The skeleton appears to belong to a man aged between 18 and 25. The researchers discovered it in the St. Mary Magdalen leprosarium in Winchester, Hampshire, United Kingdom. They suggest the victim might have been a religious pilgrim who came from Spain and most probably contracted the disease while traveling around Europe.
They identified the remnants as belonging to a pilgrim after judging by the specific burial he had received and the place where it occurred. He was buried after the pilgrims’ custom and was not treated as an outcast.
The scientists at the University of Winchester suggest that leprosy reached Europe via the numerous pilgrimages that occurred during the Middle Ages. Winchester was an important point of on the map of the pilgrims since it had both shrines and hospitals in the 12th century.
Between the 11th and the 14th century, Western Europe faced an unprecedented rise in the number of leprosy cases. Yet the disease had existed for centuries, why did it strike Europe at that specific point in time? This skeleton might offer an answer to this intriguing question.
Leprosy is caused by a bacterial infection with Mycobacterium leprae or Mycobacterium lepromatosis. It has affected humans for thousands of years and it still does to the present day. However, the disease reached epidemic levels only during the Middle Ages. Scientists found that no significant change occurred in the genome of the bacteria, therefore what arises from this is the fact that resistance to the disease increased and disease transmission declined.

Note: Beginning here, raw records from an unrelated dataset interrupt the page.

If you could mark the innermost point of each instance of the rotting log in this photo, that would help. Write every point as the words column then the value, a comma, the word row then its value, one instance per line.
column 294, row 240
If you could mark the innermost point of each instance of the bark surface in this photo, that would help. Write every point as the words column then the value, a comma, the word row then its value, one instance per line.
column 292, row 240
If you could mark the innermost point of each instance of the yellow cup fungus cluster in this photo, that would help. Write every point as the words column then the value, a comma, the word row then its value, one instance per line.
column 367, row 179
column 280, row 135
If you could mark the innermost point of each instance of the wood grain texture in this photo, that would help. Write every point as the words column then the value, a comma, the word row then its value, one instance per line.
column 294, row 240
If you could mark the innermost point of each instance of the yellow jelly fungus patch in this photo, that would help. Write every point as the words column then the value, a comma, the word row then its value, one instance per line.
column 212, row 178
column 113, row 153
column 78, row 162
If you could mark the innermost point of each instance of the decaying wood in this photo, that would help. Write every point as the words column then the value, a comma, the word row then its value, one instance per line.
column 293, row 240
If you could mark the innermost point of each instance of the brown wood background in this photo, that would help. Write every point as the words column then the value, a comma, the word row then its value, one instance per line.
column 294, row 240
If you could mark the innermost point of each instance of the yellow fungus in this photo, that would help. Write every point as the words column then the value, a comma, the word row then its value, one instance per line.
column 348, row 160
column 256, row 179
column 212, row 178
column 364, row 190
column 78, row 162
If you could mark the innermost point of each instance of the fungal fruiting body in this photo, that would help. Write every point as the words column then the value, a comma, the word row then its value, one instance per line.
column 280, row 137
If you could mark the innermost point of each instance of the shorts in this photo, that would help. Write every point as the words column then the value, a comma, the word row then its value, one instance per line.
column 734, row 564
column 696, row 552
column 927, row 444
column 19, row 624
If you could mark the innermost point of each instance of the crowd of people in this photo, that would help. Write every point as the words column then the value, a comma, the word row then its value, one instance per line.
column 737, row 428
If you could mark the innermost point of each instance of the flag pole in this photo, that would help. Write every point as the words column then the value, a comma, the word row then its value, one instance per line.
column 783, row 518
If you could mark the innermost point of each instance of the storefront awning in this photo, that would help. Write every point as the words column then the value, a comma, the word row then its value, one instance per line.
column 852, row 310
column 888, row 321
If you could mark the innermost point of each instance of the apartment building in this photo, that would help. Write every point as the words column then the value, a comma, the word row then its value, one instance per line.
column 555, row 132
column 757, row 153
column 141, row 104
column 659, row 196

The researchers discovered that the remnants belonged to a pilgrim judging from the scallop shell that was found buried with him. The shell was given only to those who completed the pilgrimage to the shrine of St. James in Santiago de Compostela, Spain.
Therefore, due to the increased intensity of the disease in Europe during the Middle Ages, it is suggested that leprosy was brought from the pilgrimage sites. Santiago, together with Jerusalem and Rome, was one of the most important pilgrimages in the medieval period.
The skeleton offered new information on the crippling disease and gave us new perspectives on how leprosy spread around Europe.